REPUBLIKA.CO.ID, KUALA LUMPUR -- Menteri Luar Negeri Malaysia Saifuddin Abdullah mengatakan Perhimpunan Bangsa-Bangsa Asia Tenggara (ASEAN) harus memikirkan kembali kebijakan non-intervensi di tengah memburuknya krisis hak asasi manusia (HAM) di Myanmar sejak kudeta militer pada 1 Februari. Pekan lalu, ASEAN tidak mengundang pemimpin junta Myanmar dalam konferensi tingkat tinggi (KTT) regional.
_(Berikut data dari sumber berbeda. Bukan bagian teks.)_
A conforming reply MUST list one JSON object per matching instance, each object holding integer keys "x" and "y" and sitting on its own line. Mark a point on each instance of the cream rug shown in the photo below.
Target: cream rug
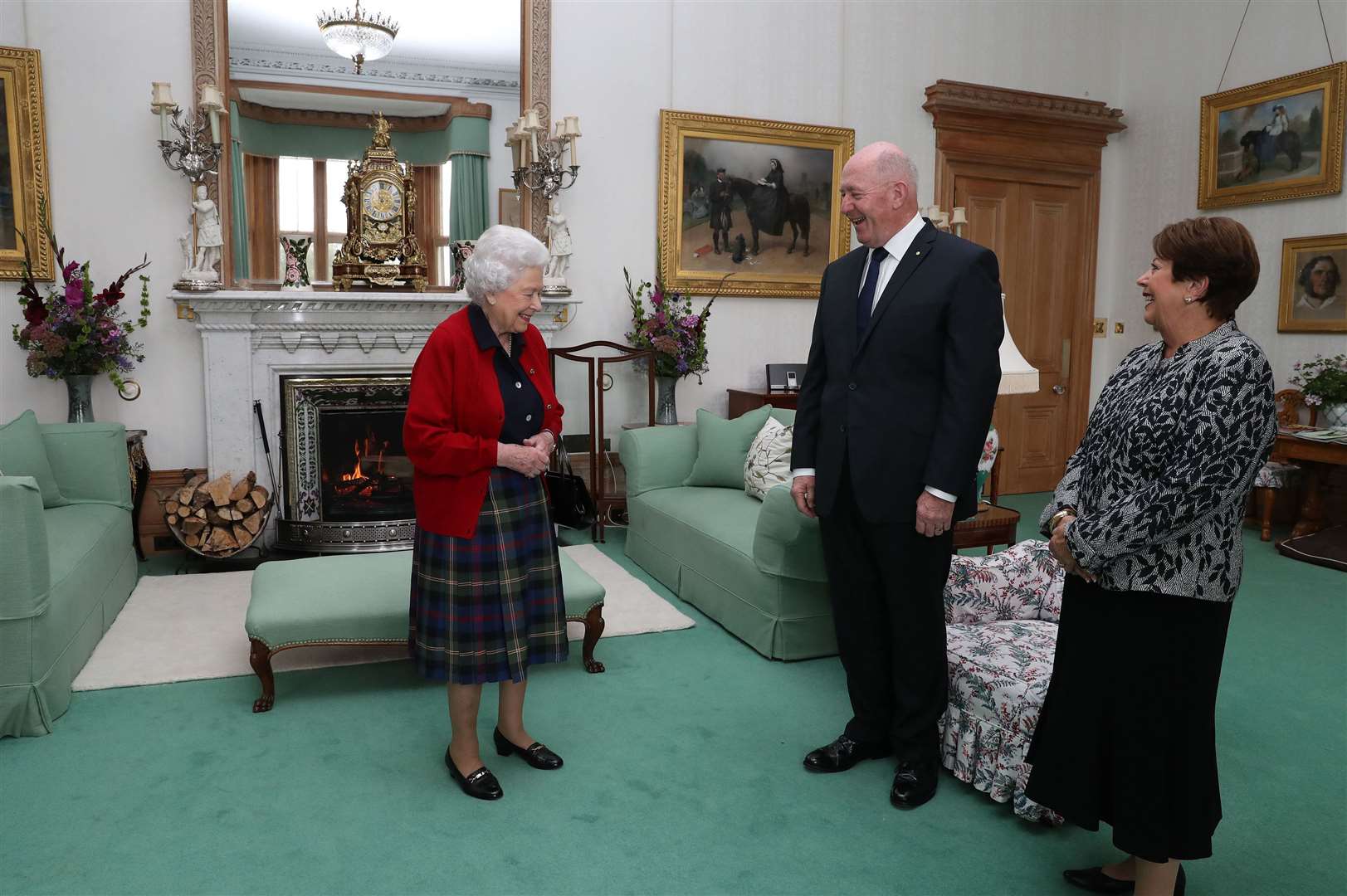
{"x": 178, "y": 628}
Pemimpin junta tidak diundang karena kurangnya kemajuan dalam rencana perdamaian yang disepakati dengan ASEAN pada April lalu. Sebagai gantinya, ASEAN mengundang seorang tokoh non-politik dari Myanmar dalam KTT tersebut. Keputusan ini merupakan langkah berani ASEAN, yang secara tradisional lebih menyukai konsensus dan keterlibatan daripada kritik terhadap negara-negara anggota.
"Meskipun masalah di Myanmar bersifat lokal dan nasional, itu berdampak pada kawasan, dan kita juga harus mengakui keprihatinan sembilan negara anggota lainnya,” ujar Saifuddin.
Saifuddin mengatakan, non-intervensi telah berkontribusi pada ketidakmampuan ASEAN untuk membuat keputusan yang efektif dengan cepat. Dia menyarankan langkah menuju kebijakan baru dengan keterlibatan konstruktif.
“Dan saya juga menyatakan fakta bahwa kita tidak dapat menggunakan prinsip non-interferensi sebagai tameng untuk menghindari masalah yang ditangani,” kata Saifuddin.
Pernyataan Saifuddin ini merupakan kritik yang jarang dilakukan oleh menteri luar negeri ASEAN terhadap salah satu negara anggota. Seorang juru bicara junta menyalahkan keputusan ASEAN pada intervensi asing, termasuk oleh Amerika Serikat dan Uni Eropa.